Contudo, apesar de promissora, a escolha desta obra pela gigante do streaming foi uma jogada bem segura, afinal, essa propriedade intelectual já foi testada com o grande público antes, possuindo uma adaptação para a TV polonesa de 2001 e também três jogos de video game.

A série da Netflix, lançada nos últimos dias de 2019, tem como criadora Lauren Schmidt, que produziu alguns episódios de Daredevil (2015 – 2018) e The Umbrella Academy (2019 -). Baseada nos livros do autor polonês Andrzej Sapkowski, a série conta a história de Geralt de Rívia (Henry Cavill), um bruxo mutante que viaja o mundo aceitando contratos para matar monstros que estão importunando os humanos de uma região. 

No decorrer da série vemos diversos trechos e acontecimentos da vida de Geralt, enquanto acompanhamos a formação de Yennefer (Anya Chalotra) como uma bruxa e a jornada da princesa Cirila (Freya Allan) tentando sobreviver num mundo hostil devastado pela guerra. Infelizmente, a história é na maior parte do tempo muito confusa. O espectador se perde nos  incontáveis nomes de lugares, personagens, magias, criaturas, eventos… levando alguns episódios para situar-se minimamente naquele rico universo. Entretanto, isso pode ser até justificável já que a adaptação baseia-se nos dois primeiros livros, estes que são livros de contos isolados, porém a constante mudança de linhas temporais entre os três personagens principais juntamente com a pouquíssima explicação das regras e da história daquele universo, obriga ao público buscar entender, por mídias externas, o que está acontecendo para ter pleno proveito da história.

Pessoalmente, adorei a atuação do Cavill vivendo um homem amargurado, solitário, cheio de culpa que se fechou para o mundo desde a sua infância, tendo como único objetivo a realização do seu trabalho. Entretanto as outras duas personagens principais, apesar de boas, sofrem muito com a falta de exploração dos seus núcleos. 

Geralt por estar constantemente em uma nova aventura,  tem o suporte de diversos personagens e histórias para ajudar no seu desenvolvimento. Mesmo que não conheçamos nada a respeito da sua infância, treinando em Kaer Morhen, o espectador está sempre descobrindo novas informações sobre ele e o continente. 

Porém, em contrapartida, a escola de bruxaria de Yennefer é pouquíssimo explorada, tendo alguns personagens, aparentemente, já conhecidos pela protagonista, jogados apenas para realizar determinado feito, sem o público sequer saber o contexto e a sua existência prévia no local. Yennefer fica décadas estudando em Aretusa e o seriado não consegue mostrar essa passagem de tempo com clareza. Porém, quando a personagem começa a viver as suas próprias aventuras, o seu arco narrativo de auto aceitação e busca pelo poder e pelo amor que nunca recebeu obtém uma melhor fluidez.
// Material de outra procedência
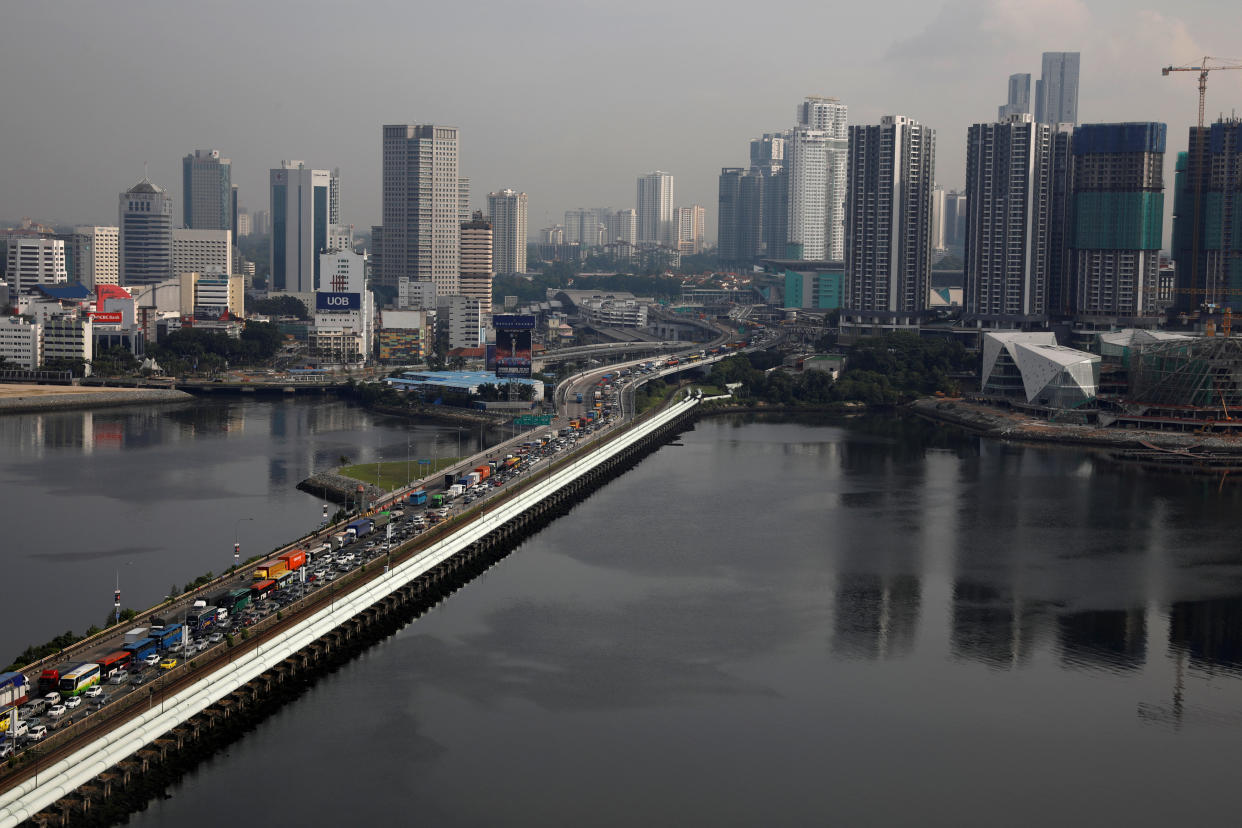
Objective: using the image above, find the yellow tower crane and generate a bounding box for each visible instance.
[1162,58,1242,312]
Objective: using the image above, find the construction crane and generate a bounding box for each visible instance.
[1161,56,1242,128]
[1162,57,1242,311]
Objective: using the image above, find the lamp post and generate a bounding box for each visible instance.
[234,517,254,573]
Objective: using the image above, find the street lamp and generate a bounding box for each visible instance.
[234,517,254,572]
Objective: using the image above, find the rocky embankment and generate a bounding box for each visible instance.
[296,471,387,505]
[910,397,1242,453]
[0,385,193,414]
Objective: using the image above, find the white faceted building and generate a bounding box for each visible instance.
[982,331,1099,409]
O núcleo da princesa Cirila sofre com essa mesma falta de explicação, entretanto, por parte dela e não do seu exterior, afinal, nós acreditamos que a princesa é especial porque todos os personagens falam que ela tem um propósito grande e querem protegê-la. Em nenhum momento é mostrado ao público o porquê do sangue ancestral que Ciri carrega consigo ser tão importante para o desenrolar da trama.
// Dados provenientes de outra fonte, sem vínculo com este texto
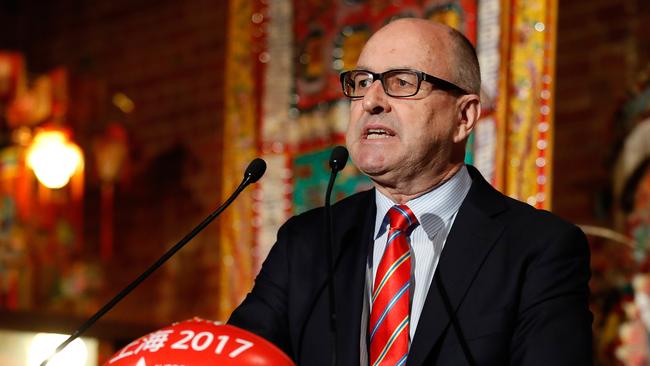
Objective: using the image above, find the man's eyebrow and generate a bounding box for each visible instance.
[351,66,416,71]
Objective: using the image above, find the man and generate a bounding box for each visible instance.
[229,18,592,365]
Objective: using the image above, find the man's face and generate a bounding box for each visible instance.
[345,22,463,189]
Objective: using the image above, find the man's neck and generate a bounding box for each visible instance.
[373,164,463,204]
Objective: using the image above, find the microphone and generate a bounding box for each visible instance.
[40,158,267,366]
[324,146,348,366]
[244,157,267,184]
[329,145,349,173]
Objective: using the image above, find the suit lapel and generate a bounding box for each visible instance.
[408,168,507,366]
[332,190,376,365]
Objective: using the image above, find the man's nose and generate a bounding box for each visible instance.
[362,80,392,114]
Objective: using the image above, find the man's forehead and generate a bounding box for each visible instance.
[356,20,452,75]
[357,40,446,74]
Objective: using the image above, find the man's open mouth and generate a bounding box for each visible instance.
[365,128,395,139]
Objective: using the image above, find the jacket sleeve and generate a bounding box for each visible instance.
[510,224,593,365]
[228,218,294,357]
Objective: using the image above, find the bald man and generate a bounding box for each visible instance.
[229,19,592,365]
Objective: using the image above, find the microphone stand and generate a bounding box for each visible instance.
[324,146,348,366]
[40,158,266,366]
[435,272,476,366]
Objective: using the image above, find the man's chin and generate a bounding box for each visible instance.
[358,165,394,183]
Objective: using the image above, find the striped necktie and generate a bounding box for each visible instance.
[369,204,418,366]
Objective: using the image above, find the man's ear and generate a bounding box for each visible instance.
[453,94,481,143]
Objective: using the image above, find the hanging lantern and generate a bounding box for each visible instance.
[26,128,84,189]
[94,123,128,184]
[93,122,128,261]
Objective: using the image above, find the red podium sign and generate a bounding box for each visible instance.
[105,318,295,366]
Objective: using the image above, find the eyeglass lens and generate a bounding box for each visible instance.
[345,70,420,97]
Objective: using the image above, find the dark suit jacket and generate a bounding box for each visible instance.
[229,166,593,365]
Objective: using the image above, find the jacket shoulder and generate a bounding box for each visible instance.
[501,194,580,235]
[466,165,579,235]
[285,189,374,228]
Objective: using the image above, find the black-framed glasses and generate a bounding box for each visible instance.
[340,69,468,98]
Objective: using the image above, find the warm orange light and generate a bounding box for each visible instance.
[27,129,84,189]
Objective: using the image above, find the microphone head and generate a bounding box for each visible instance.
[329,146,349,172]
[244,158,267,183]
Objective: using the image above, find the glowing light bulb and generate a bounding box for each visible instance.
[26,130,83,189]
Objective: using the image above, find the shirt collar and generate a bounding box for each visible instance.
[374,165,472,239]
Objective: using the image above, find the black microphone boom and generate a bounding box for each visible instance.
[324,146,348,366]
[40,158,266,366]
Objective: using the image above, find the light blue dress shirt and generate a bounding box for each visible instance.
[359,165,472,365]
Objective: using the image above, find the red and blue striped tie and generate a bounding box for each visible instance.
[369,204,417,366]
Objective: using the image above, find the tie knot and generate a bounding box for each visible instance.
[387,204,418,232]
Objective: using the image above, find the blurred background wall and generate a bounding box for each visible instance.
[0,0,649,364]
[0,0,228,358]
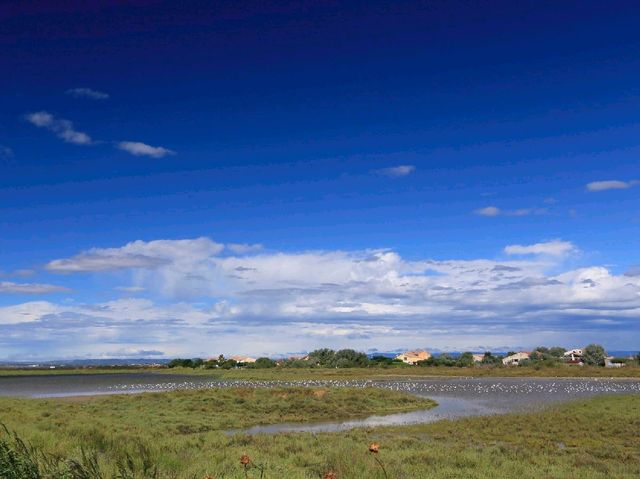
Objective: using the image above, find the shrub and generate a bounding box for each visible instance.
[253,357,277,368]
[583,344,607,366]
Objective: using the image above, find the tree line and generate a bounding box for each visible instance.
[167,344,639,369]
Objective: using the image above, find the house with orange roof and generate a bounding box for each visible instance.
[395,350,431,365]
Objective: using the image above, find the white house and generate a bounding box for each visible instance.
[604,356,625,368]
[502,352,530,366]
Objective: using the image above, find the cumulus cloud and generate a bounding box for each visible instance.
[586,180,639,192]
[4,236,640,358]
[0,281,70,294]
[374,165,415,177]
[65,88,109,100]
[116,141,175,158]
[504,240,575,256]
[25,111,93,145]
[46,237,223,273]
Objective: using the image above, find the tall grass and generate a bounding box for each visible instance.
[0,425,159,479]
Por fim, a série consegue utilizar muito bem a estrutura de RPG para manter o público engajado durante todos os episódios. Apesar do maniqueísmo por parte de Nilfgaard e dos diálogos expositivos, a temporada propõe ótimas discussões sobre destino e família, sendo estes a força motriz dos três personagens principais, personificados através da lei da surpresa e da busca pela maternidade. Além de ser a base para todos os conflito mostrados no decorrer dos 8 episódios. 

The Witcher, com seus personagens cativantes, trilha sonora viciante, cenas de lutas excelentes e a caracterização do cenário medieval bem elaborada consegue despertar o interesse do público logo de imediato. Porém, a falta de clareza na hora de transmitir a complexidade do material base para o espectador que nunca teve contato com os livros e nem com os jogos tirou muito do impacto que a primeira temporada poderia ter por si só, fazendo assim que esta dependa de uma segunda temporada para terminar de moldar os alicerces bases deste universo. Aparentemente, a Netflix e os produtores estão dispostos  a fazer 7 temporadas, adaptando todo o material literário de The Witcher, então nos resta apenas sentar e esperar o que o destino nos trará.